I'm looking for suggestions on a responsible breeder in the Fredericksburg, Virginia area. (22553) We're willing to drive a reasonable distance for a reputable breeder, but closer is generally better since most breeders offer advice and help for the lifetime of the puppy.

For those interested I've described the situation that occurred when we picked out our last GSD puppy below. I want to know where I went wrong originally. I made sure the breeder had:

- Excellent facilities.
- Excellent testimonies.
- All dogs health certified for genetics and hips.
- Good pedigree.

How important is personality testing when it comes to a GSD puppy and matching it to an owner? I'm beginning to think this was my major mistake. 

While the puppies got moderate socialization with the breeder, I believe there was definite room for improvement here as well. Perhaps this is why she was so shy/timid.

-----

We purchased a GSD a little over a year ago from a breeder in our area. Using the wealth of information available on this website we ensured that the breeder had pedigrees available, valid and up to date health certifications, a nice facility, etc.

Fast forward to roughly a month ago where we had to relinquish the dog back to the breeder. She's now in a training program to become a narcotics dog and is doing well. But it was still extremely difficult to let her go as I'm sure any GSD owner can attest to. You become extremely attached...as if they were your own flesh and blood. 

I'm essentially trying to figure out where I went wrong in my decision making process. The prey drive and work ethic of the dog we received was the highest that several trainers we took her to had seen. Despite exercising her constantly (mentally and physically) on a daily basis her energy was limitless. She was displaying aggression towards our other dogs and had a very uneven temperament as well.

She was the most loving dog I've ever had when it comes to what she considered her "human pack" but extremely timid/shy/fearful of anyone else. Socialization definitely wasn't the issue either. We did so from the time we received her at just over 8 weeks until the day we relinquished her to the breeder. We attended puppy classes and even intermediate obedience classes to get her use to strange dogs and people with no effect.

Thoughts and suggestions are appreciated.


----------



## JakodaCD OA (May 14, 2000)

I don't know your area well, but johnsonhaus (a member of this board) is MD, and Blackthorne also a member, is I believe in your area..Both breeders I wouldn't say 'no' to a dog from


----------



## onyx'girl (May 18, 2007)

What lines are you interested in?
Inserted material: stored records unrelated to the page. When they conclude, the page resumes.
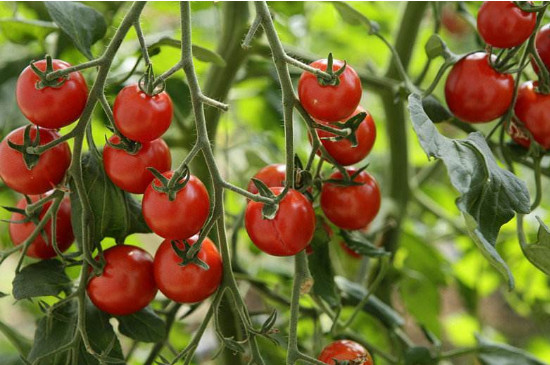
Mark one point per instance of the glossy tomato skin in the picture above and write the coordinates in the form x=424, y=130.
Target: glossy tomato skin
x=178, y=219
x=533, y=110
x=48, y=172
x=141, y=117
x=345, y=350
x=189, y=283
x=475, y=92
x=272, y=175
x=289, y=232
x=39, y=248
x=51, y=107
x=127, y=283
x=342, y=151
x=129, y=172
x=351, y=207
x=330, y=103
x=502, y=24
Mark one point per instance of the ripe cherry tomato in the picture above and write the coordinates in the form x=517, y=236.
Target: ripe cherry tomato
x=475, y=92
x=502, y=24
x=51, y=107
x=351, y=207
x=342, y=151
x=39, y=248
x=178, y=219
x=330, y=103
x=129, y=172
x=272, y=175
x=533, y=110
x=189, y=283
x=127, y=283
x=48, y=172
x=345, y=350
x=289, y=232
x=141, y=117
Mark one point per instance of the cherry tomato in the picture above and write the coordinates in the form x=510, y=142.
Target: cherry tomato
x=351, y=207
x=189, y=283
x=127, y=283
x=533, y=110
x=503, y=24
x=129, y=172
x=289, y=232
x=39, y=248
x=141, y=117
x=272, y=175
x=330, y=103
x=345, y=350
x=51, y=107
x=178, y=219
x=475, y=92
x=48, y=172
x=342, y=151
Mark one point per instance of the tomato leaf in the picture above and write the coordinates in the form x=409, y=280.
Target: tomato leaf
x=44, y=278
x=489, y=195
x=143, y=326
x=320, y=266
x=82, y=24
x=116, y=213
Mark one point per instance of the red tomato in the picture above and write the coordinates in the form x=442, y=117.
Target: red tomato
x=289, y=232
x=141, y=117
x=48, y=172
x=178, y=219
x=189, y=283
x=51, y=107
x=330, y=103
x=39, y=248
x=502, y=24
x=345, y=350
x=127, y=283
x=272, y=175
x=129, y=172
x=351, y=207
x=342, y=151
x=533, y=110
x=475, y=92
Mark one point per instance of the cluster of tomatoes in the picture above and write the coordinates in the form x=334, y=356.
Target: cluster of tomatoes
x=477, y=92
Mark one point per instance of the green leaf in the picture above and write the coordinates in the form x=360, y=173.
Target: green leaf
x=82, y=24
x=500, y=354
x=320, y=266
x=143, y=326
x=538, y=253
x=116, y=213
x=44, y=278
x=489, y=195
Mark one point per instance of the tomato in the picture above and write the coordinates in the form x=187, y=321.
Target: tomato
x=48, y=172
x=342, y=151
x=127, y=283
x=39, y=248
x=533, y=110
x=345, y=350
x=129, y=172
x=475, y=92
x=272, y=175
x=503, y=24
x=189, y=283
x=141, y=117
x=351, y=207
x=330, y=103
x=51, y=107
x=178, y=219
x=289, y=232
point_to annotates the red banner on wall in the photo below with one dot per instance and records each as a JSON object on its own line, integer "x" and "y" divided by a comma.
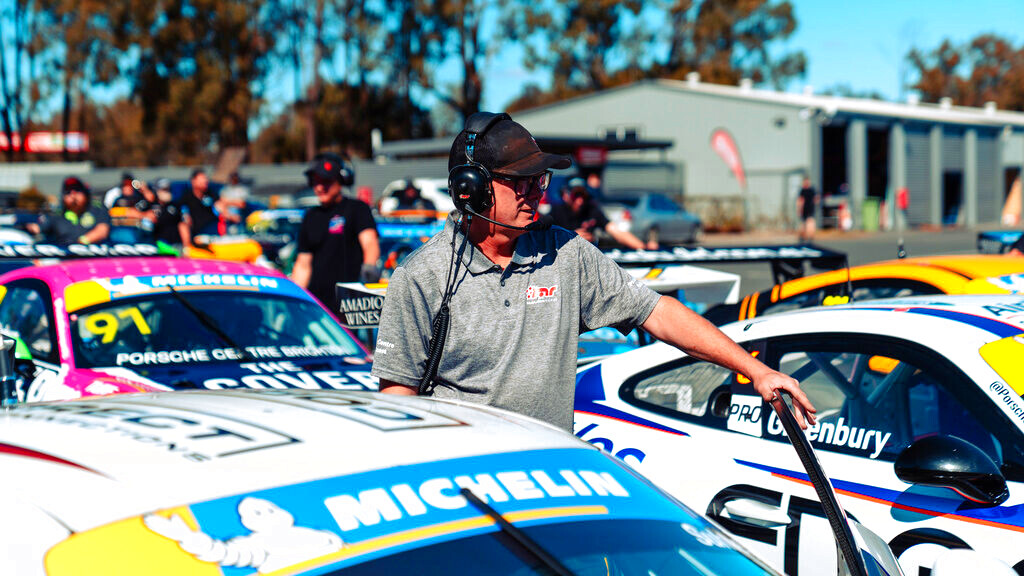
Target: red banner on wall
{"x": 48, "y": 142}
{"x": 725, "y": 147}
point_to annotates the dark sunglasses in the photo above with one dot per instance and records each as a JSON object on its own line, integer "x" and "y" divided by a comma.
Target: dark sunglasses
{"x": 542, "y": 181}
{"x": 312, "y": 181}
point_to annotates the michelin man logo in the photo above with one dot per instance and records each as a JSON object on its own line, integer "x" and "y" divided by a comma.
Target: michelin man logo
{"x": 274, "y": 541}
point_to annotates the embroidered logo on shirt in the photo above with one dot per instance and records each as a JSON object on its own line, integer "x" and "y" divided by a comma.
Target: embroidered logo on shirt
{"x": 337, "y": 224}
{"x": 537, "y": 294}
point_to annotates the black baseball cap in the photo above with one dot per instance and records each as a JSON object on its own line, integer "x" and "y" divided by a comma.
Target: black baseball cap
{"x": 330, "y": 166}
{"x": 509, "y": 149}
{"x": 73, "y": 183}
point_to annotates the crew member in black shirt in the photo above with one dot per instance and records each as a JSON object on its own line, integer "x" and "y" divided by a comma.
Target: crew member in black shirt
{"x": 165, "y": 229}
{"x": 581, "y": 213}
{"x": 338, "y": 239}
{"x": 78, "y": 221}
Classes are great, but really GSD's need more to do than just do obedience classes.
Did you read the sticky http://www.germanshepherds.com/forum/choosing-breeder/137533-things-look-responsible-breeder.html
I think these links help explain what good breeders do with the pups and how to evaluate them for proper matches with new owners:
BioSensor Article (this program has many different links if you google biosensor superdog program)
How the breeder may evaluate puppies:
Elem. of Temperament
and a link to what the breeder I got my pup from puppy raising program description(which is excellent IMO):
(Wildhaus Kennels Raising Working German Shepherd Puppies)


----------



## Hackez (Oct 28, 2009)

Diane: I appreciate your suggestions!

Jane: I'll definitely give the links you suggested a good read. I believe I've read most of them but a refresher never hurt. 
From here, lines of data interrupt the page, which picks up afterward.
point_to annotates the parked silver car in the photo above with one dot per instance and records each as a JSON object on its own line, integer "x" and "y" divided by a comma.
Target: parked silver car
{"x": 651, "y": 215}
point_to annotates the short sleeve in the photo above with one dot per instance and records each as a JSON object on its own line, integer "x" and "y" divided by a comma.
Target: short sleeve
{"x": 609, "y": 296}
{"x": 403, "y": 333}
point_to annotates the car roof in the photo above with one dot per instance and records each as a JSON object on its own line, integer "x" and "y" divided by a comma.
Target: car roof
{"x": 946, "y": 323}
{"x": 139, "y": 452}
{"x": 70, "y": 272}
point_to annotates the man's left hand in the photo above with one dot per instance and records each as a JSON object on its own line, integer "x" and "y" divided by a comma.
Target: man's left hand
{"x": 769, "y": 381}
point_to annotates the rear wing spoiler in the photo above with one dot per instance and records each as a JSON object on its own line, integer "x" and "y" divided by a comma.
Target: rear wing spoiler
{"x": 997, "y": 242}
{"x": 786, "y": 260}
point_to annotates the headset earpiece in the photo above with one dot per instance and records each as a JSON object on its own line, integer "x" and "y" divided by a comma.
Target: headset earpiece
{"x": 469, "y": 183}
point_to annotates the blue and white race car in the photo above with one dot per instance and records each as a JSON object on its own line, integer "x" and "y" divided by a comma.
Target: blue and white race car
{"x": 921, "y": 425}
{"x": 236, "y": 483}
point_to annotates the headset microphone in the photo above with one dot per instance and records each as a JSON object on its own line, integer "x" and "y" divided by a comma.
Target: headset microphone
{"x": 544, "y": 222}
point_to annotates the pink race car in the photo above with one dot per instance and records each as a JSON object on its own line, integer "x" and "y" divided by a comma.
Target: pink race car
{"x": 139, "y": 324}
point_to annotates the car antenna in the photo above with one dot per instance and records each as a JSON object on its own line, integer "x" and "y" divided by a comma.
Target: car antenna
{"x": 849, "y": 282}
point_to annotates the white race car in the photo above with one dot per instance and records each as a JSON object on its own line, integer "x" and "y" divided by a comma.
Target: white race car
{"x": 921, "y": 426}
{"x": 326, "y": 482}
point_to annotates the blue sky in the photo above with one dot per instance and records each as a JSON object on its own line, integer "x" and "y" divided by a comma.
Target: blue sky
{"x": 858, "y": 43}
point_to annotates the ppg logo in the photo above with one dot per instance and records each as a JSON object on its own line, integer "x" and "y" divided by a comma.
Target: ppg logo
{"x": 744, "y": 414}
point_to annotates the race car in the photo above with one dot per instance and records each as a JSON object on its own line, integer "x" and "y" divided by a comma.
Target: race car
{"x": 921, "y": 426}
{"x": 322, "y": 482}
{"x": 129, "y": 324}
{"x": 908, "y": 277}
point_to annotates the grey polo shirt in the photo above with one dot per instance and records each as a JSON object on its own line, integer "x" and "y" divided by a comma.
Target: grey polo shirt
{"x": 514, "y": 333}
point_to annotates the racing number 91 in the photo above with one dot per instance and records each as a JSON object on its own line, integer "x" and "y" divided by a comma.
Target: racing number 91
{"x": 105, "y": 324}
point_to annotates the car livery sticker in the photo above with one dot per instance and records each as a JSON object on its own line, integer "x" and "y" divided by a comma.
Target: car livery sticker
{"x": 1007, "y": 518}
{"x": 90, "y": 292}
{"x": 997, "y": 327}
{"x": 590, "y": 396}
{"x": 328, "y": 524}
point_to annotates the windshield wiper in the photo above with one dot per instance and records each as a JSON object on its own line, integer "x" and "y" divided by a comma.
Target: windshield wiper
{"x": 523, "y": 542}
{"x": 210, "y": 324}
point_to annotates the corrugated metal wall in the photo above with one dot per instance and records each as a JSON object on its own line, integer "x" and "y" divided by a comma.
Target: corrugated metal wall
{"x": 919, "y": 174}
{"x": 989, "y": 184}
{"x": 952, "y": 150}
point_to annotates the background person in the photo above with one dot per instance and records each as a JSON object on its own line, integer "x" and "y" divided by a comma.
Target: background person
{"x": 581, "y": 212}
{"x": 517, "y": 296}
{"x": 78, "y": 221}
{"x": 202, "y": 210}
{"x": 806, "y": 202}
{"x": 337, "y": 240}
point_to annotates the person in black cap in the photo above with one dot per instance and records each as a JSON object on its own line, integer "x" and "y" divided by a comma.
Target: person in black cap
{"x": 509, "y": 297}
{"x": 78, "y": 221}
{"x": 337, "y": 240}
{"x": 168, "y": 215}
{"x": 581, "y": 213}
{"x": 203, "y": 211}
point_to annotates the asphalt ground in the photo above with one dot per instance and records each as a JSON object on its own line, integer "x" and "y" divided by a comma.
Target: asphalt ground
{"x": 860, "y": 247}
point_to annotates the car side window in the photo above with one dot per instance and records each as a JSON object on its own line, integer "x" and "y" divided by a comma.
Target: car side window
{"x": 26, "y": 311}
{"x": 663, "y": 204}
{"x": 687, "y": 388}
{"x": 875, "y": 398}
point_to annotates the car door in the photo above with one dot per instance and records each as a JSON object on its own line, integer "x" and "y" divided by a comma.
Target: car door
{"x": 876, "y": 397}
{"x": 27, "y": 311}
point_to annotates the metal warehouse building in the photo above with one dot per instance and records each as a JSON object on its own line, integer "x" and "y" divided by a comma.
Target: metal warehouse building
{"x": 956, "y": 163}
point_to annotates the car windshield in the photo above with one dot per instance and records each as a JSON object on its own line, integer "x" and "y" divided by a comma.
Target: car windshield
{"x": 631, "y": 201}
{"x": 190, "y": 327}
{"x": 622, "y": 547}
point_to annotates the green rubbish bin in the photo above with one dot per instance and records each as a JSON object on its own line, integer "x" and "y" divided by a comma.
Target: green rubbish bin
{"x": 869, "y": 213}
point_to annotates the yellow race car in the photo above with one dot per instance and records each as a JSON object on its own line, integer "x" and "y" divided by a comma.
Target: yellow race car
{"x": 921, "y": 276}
The obedience classes were just the tip of the iceberg to help her with socialization. (She had already mastered all of the commands) I took her for walks regularly, played ball with her and she particularly enjoyed playing find it. We have a rather large yard (2 acres) enclosed by a six foot fence so I would put her in the house and hide her favorite toy anywhere in the yard. She would find it rather quickly. I imagine this is why shes doing so well in her narcotic training program. Her sense of smell was pretty incredible.
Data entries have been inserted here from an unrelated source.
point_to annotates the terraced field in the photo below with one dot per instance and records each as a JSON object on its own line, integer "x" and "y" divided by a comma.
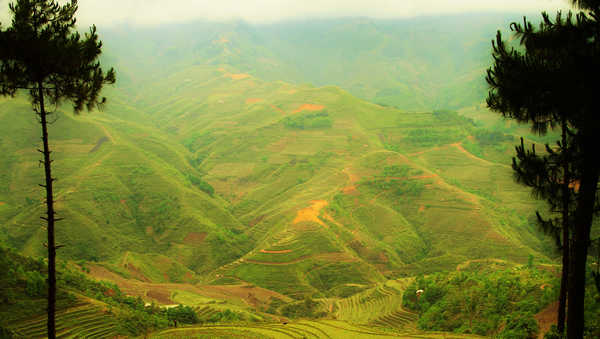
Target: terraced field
{"x": 299, "y": 329}
{"x": 381, "y": 306}
{"x": 82, "y": 321}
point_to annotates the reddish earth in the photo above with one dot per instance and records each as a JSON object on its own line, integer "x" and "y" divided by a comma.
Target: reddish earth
{"x": 237, "y": 76}
{"x": 194, "y": 238}
{"x": 353, "y": 178}
{"x": 161, "y": 296}
{"x": 278, "y": 109}
{"x": 256, "y": 220}
{"x": 493, "y": 235}
{"x": 276, "y": 252}
{"x": 308, "y": 107}
{"x": 350, "y": 190}
{"x": 311, "y": 213}
{"x": 135, "y": 272}
{"x": 253, "y": 100}
{"x": 546, "y": 318}
{"x": 162, "y": 292}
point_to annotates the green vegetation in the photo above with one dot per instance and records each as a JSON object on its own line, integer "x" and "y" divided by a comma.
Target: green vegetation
{"x": 479, "y": 300}
{"x": 308, "y": 121}
{"x": 214, "y": 186}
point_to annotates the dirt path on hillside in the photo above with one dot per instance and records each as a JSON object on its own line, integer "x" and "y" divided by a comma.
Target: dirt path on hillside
{"x": 278, "y": 109}
{"x": 352, "y": 180}
{"x": 275, "y": 252}
{"x": 162, "y": 292}
{"x": 470, "y": 196}
{"x": 308, "y": 107}
{"x": 253, "y": 100}
{"x": 460, "y": 147}
{"x": 311, "y": 213}
{"x": 332, "y": 256}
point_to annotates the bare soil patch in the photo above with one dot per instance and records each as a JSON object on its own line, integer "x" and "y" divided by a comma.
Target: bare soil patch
{"x": 256, "y": 220}
{"x": 238, "y": 76}
{"x": 194, "y": 238}
{"x": 162, "y": 296}
{"x": 253, "y": 100}
{"x": 276, "y": 252}
{"x": 136, "y": 273}
{"x": 99, "y": 143}
{"x": 278, "y": 109}
{"x": 308, "y": 107}
{"x": 311, "y": 213}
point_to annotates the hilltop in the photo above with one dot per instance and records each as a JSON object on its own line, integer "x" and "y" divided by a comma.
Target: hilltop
{"x": 233, "y": 171}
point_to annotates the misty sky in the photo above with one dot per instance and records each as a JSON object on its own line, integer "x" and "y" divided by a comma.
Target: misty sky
{"x": 151, "y": 12}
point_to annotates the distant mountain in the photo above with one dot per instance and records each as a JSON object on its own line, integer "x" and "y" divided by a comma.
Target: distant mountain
{"x": 200, "y": 170}
{"x": 415, "y": 64}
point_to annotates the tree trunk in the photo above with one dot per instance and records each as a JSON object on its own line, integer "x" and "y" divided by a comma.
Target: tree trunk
{"x": 566, "y": 196}
{"x": 49, "y": 219}
{"x": 581, "y": 240}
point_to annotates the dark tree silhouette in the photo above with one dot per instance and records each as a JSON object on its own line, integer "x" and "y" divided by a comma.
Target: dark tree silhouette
{"x": 552, "y": 178}
{"x": 552, "y": 79}
{"x": 42, "y": 53}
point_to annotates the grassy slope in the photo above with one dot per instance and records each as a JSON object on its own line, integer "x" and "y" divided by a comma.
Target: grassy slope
{"x": 133, "y": 193}
{"x": 301, "y": 212}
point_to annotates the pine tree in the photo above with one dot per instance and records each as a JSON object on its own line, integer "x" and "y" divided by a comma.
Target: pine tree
{"x": 549, "y": 80}
{"x": 43, "y": 54}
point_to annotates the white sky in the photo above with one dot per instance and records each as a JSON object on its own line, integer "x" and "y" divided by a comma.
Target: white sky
{"x": 151, "y": 12}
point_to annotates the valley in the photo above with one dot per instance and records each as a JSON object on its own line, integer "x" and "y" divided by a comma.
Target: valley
{"x": 228, "y": 175}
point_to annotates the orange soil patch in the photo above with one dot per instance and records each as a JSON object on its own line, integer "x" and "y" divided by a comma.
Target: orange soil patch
{"x": 459, "y": 146}
{"x": 194, "y": 238}
{"x": 350, "y": 190}
{"x": 238, "y": 76}
{"x": 253, "y": 100}
{"x": 162, "y": 292}
{"x": 328, "y": 217}
{"x": 353, "y": 178}
{"x": 308, "y": 107}
{"x": 336, "y": 256}
{"x": 493, "y": 235}
{"x": 333, "y": 256}
{"x": 160, "y": 295}
{"x": 469, "y": 262}
{"x": 311, "y": 213}
{"x": 135, "y": 272}
{"x": 278, "y": 109}
{"x": 546, "y": 318}
{"x": 276, "y": 252}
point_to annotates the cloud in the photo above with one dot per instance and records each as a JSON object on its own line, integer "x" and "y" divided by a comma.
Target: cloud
{"x": 152, "y": 12}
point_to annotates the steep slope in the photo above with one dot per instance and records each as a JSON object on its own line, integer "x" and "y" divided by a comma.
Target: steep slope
{"x": 203, "y": 172}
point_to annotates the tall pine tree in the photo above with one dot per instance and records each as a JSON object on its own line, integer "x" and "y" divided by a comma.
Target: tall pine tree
{"x": 43, "y": 54}
{"x": 550, "y": 80}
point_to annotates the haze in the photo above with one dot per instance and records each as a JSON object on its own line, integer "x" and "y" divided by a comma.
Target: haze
{"x": 152, "y": 12}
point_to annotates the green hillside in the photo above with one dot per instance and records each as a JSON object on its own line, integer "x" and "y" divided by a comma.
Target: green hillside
{"x": 231, "y": 174}
{"x": 217, "y": 171}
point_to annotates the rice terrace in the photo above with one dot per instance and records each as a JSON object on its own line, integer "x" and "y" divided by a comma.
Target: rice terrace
{"x": 299, "y": 169}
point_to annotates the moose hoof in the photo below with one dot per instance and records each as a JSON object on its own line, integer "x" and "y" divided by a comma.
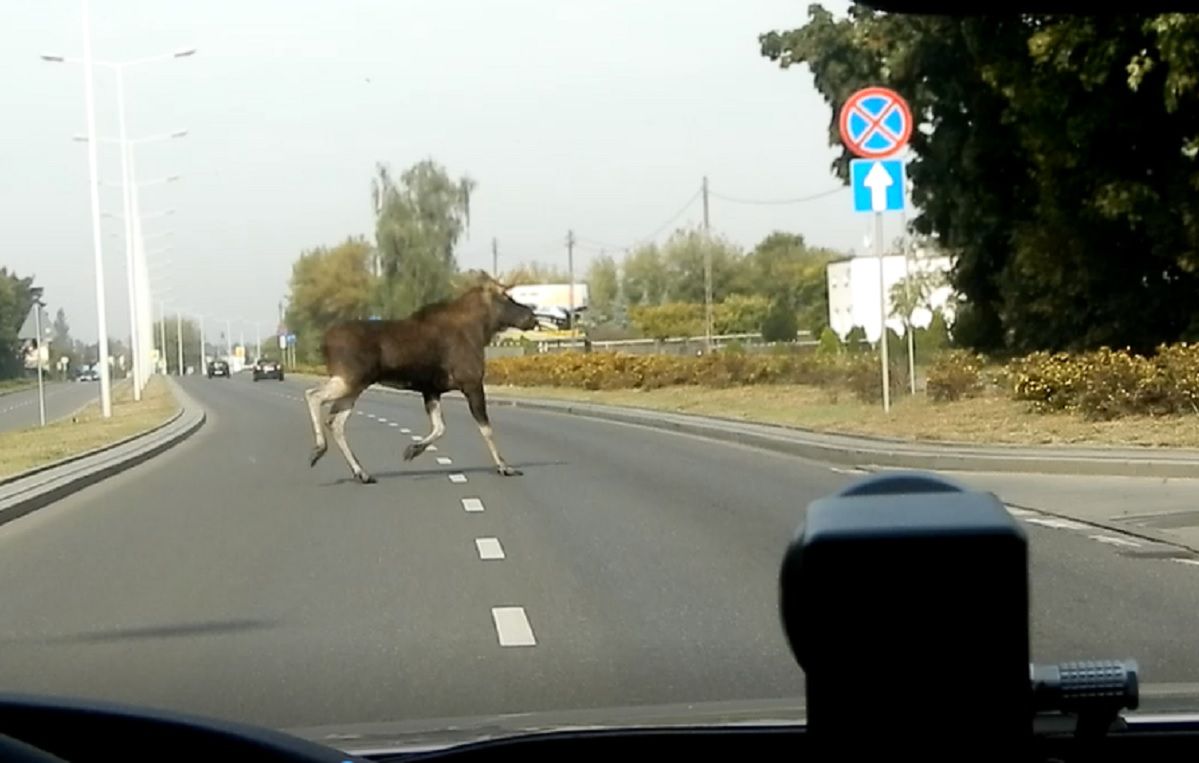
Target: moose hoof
{"x": 413, "y": 451}
{"x": 317, "y": 452}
I'm well aware that GSD's aren't a breed of dog you can simply play with for ten minutes and expect them to be exhausted. My main concern with her was her dog aggression (with our other dogs) and the fact that her shyness/timidness was beginning to translate to aggression with strangers.


----------



## onyx'girl (May 18, 2007)

Her genetics could have played into it certainly. What is her pedigree? Many dogs carry suspicion and while immature they don't know how to deal with it, so they need to look to the handler for confirmation and know the handler has things under control...then they gain confidence knowing that.

If a young dog has to feel the need to be "in control" they may feel overwhelmed because they aren't mature enough to deal with it. 
And many times you see this ramping up at about a year old...they no longer look like a puppy, but in their brain they still are. So we have to build confidence from the get-go and continue with it. 

Thats why when training in SchH or other protection type sports, corrections are limited and the puppies are redirected instead of corrected. You can always squash a pups confidence level, bringing it back up is a huge challenge.


----------



## Zoeys mom (Jan 23, 2010)

Your girl sounds identical to mine and I'm in your area...wonder if we went through the same breeder,lol Zoe is 16 months, extremely smart and drivey, hard to tire out, has an incredible nose, and depite proper socialization and classes is aggressive with people. The only difference is she is awesome with other dogs and even cats Both breeders mentioned are breeders I would pesonally go through so they are a good start for sure!! Good luck on your search


----------



## onyx'girl (May 18, 2007)

As far as breeders go, research the lines you like, visit some GSD clubs and they may have suggestions for breeders, I really wouldn't limit your search to your location. 
Many great breeders are within a day's drive or will ship responsibly. The breeders posted above are working lines, and my personal favorite line...the pups in a litter can be a spectrum of drives and personalities usually. You just need to let the breeder know what you want for a good match.


----------



## Hackez (Oct 28, 2009)

onyx'girl said:


> Her genetics could have played into it certainly. What is her pedigree? Many dogs carry suspicion and while immature they don't know how to deal with it, so they need to look to the handler for confirmation and know the handler has things under control...then they gain confidence knowing that.
> 
> If a young dog has to feel the need to be "in control" they may feel overwhelmed because they aren't mature enough to deal with it.
> And many times you see this ramping up at about a year old...they no longer look like a puppy, but in their brain they still are. So we have to build confidence from the get-go and continue with it.
> ...


I believe genetics is where we went wrong. We weren't aware until after we had Sasha for nearly a year. The breeder informed us that they sold the sire to a trainer for SchH work and that the dog had exhibited aggression issues. They essentially bred a show line to a working line. Hence why I'm seeking a different breeder. We relinquished Sasha to the breeder at 1 year 8 months. I have no doubt that many on this board are more skilled than I with GSD's. But as I mentioned in my original post we took her to reputable GSD trainers in an attempt to curb her aggression and shyness with no results. I certainly welcome any suggested reading.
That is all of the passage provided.